Node: API key verification with budgets

async function verifyApiKey(req) {
  const id = req.get("x-api-key-id");
  const sig = req.get("x-signature");
  const nonce = req.get("x-nonce");
  const date = req.get("date");
  const rec = await db.api_keys.findByPk(id);
  if (!rec || rec.revoked_at) throw forbidden("invalid_key");
  assertWithin(rec.ip_allowlist, req.ip);
  assertNotExpired(rec.expires_at);
  const ok = await argon2Verify(rec.secret_hash, req.get("x-api-key-secret") ?? ""); // or use HMAC only
  if (!ok) throw forbidden("bad_secret");
  verifyHmac(sig, {method:req.method,path:req.path,body:req.rawBody,date,nonce}, rec.key_bytes);
  await assertBudget(rec, req); // amount/day, txn/min
}

PostgreSQL: per-request tenant scoping

-- At request start:
-- SELECT set_config('app.current_tenant', $1, true);
-- SELECT set_config('app.principal_roles', $2, true); -- optional JSON of role list

19) Risk register (selected)

Policy drift (fallback logic diverges) → Block fallbacks; enforce ext_authz mandatory; test drift in canaries.
Tuple staleness → OPAL deltas + admin UI waits for ingestion ACK; display “effective policy time”.
JWKS misconfiguration per tenant → rotation states + alarms on stale keys; tests on federation setup.
Audit PII leakage → central redaction, e2e tests asserting absence of sensitive fields.
Deny storms → dashboards, rate-of-change alerts, kill-switches for specific actions/tenants.

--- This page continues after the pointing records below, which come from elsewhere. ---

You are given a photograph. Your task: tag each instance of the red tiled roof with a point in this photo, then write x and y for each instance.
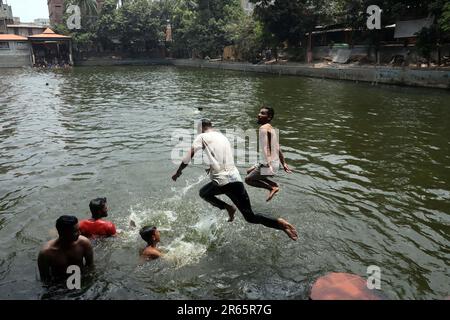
(11, 37)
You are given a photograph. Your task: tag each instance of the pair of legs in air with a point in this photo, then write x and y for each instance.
(238, 195)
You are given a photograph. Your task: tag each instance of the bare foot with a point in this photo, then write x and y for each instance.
(231, 211)
(272, 193)
(289, 229)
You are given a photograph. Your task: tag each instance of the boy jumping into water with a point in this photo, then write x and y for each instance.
(227, 180)
(270, 156)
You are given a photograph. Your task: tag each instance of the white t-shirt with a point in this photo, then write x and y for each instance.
(272, 146)
(219, 157)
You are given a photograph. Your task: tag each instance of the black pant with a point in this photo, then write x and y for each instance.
(237, 193)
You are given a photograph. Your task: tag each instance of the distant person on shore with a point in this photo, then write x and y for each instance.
(270, 156)
(151, 235)
(96, 227)
(227, 180)
(69, 249)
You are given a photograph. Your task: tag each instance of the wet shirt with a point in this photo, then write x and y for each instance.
(219, 157)
(90, 228)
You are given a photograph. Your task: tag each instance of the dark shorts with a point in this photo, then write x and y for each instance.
(259, 172)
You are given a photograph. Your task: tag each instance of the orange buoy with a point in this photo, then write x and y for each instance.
(342, 286)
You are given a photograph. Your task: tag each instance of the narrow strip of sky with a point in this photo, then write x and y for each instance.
(28, 10)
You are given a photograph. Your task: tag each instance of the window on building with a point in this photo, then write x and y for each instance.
(4, 45)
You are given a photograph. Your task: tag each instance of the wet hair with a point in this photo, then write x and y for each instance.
(206, 123)
(147, 232)
(64, 223)
(270, 111)
(96, 205)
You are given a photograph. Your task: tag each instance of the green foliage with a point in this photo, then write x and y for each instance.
(444, 21)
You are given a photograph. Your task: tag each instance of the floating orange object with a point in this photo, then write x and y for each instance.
(342, 286)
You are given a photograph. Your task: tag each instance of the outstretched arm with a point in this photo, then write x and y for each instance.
(88, 253)
(183, 165)
(283, 162)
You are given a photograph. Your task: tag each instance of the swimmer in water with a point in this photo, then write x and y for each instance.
(270, 156)
(227, 180)
(151, 235)
(70, 248)
(96, 227)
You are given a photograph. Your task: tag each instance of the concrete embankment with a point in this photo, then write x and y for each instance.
(373, 74)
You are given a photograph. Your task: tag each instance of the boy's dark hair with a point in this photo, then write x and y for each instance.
(147, 232)
(64, 223)
(206, 123)
(270, 111)
(97, 204)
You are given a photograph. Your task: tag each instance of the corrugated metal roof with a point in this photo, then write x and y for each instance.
(12, 37)
(408, 29)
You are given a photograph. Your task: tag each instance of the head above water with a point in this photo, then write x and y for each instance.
(98, 208)
(266, 115)
(204, 125)
(150, 234)
(67, 227)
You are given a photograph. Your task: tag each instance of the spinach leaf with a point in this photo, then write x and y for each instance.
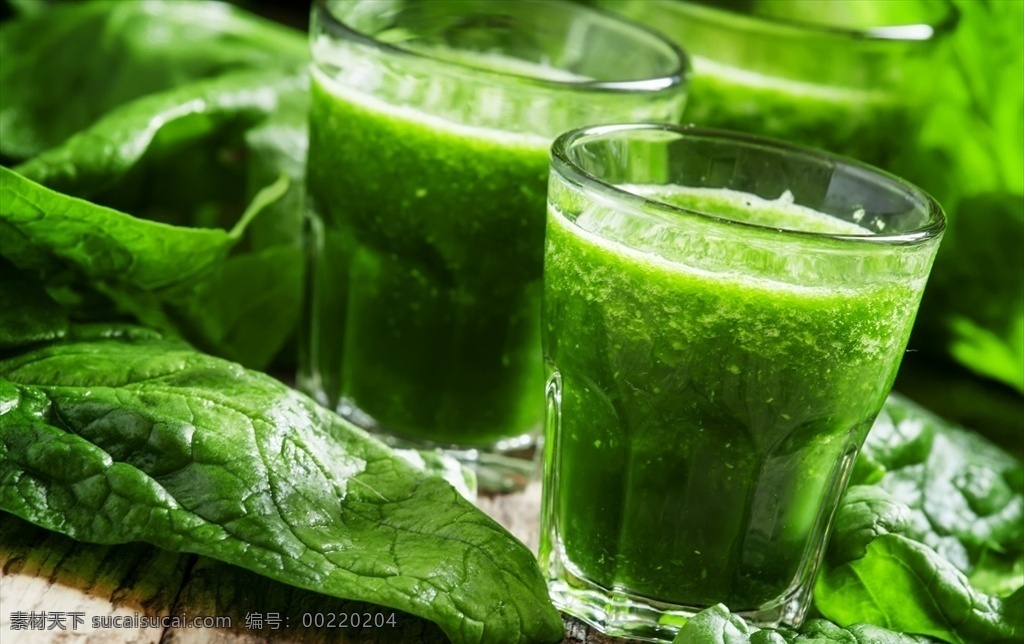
(107, 53)
(905, 586)
(119, 435)
(966, 496)
(193, 157)
(930, 540)
(718, 626)
(973, 308)
(28, 315)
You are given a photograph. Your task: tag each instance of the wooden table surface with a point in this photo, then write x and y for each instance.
(53, 589)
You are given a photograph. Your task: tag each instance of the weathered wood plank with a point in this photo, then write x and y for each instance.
(43, 573)
(62, 586)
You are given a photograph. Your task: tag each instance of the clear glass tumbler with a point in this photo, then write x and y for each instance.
(429, 133)
(723, 317)
(847, 76)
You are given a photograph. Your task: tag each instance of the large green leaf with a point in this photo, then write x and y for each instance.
(64, 68)
(120, 435)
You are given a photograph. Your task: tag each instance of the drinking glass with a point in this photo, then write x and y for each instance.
(847, 76)
(429, 132)
(723, 318)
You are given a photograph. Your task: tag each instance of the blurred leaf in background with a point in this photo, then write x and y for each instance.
(183, 113)
(971, 158)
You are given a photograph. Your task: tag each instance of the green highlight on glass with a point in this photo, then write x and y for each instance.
(429, 133)
(723, 318)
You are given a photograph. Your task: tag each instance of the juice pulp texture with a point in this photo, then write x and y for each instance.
(427, 258)
(867, 124)
(706, 417)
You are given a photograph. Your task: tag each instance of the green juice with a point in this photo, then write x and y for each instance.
(706, 416)
(426, 261)
(866, 124)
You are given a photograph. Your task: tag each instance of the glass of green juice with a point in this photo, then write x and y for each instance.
(723, 317)
(429, 132)
(847, 76)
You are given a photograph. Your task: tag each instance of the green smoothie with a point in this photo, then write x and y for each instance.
(714, 386)
(427, 259)
(827, 86)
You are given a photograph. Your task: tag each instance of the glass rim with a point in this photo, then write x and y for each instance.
(567, 169)
(909, 33)
(676, 78)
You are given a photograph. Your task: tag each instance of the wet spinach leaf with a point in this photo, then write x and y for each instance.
(118, 435)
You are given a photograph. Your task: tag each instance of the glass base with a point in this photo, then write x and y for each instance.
(506, 466)
(619, 613)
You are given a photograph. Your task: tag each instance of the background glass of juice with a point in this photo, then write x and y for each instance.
(847, 76)
(429, 134)
(723, 317)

20) Final checklist (go-live)

TL;DR

This blueprint yields regulator-ready, breach-resilient AuthN/Z: passkeys and bound step-ups, DPoP/mTLS-bound short-lived tokens, centralized OPA with ReBAC and PBAC, plus DB-level RLS as a backstop. Everything is signed, measured, tested, and reversible, with clean audit trails and fast failure modes—exactly what a payments platform needs to scale cross-tenant and cross-region without sacrificing safety or speed.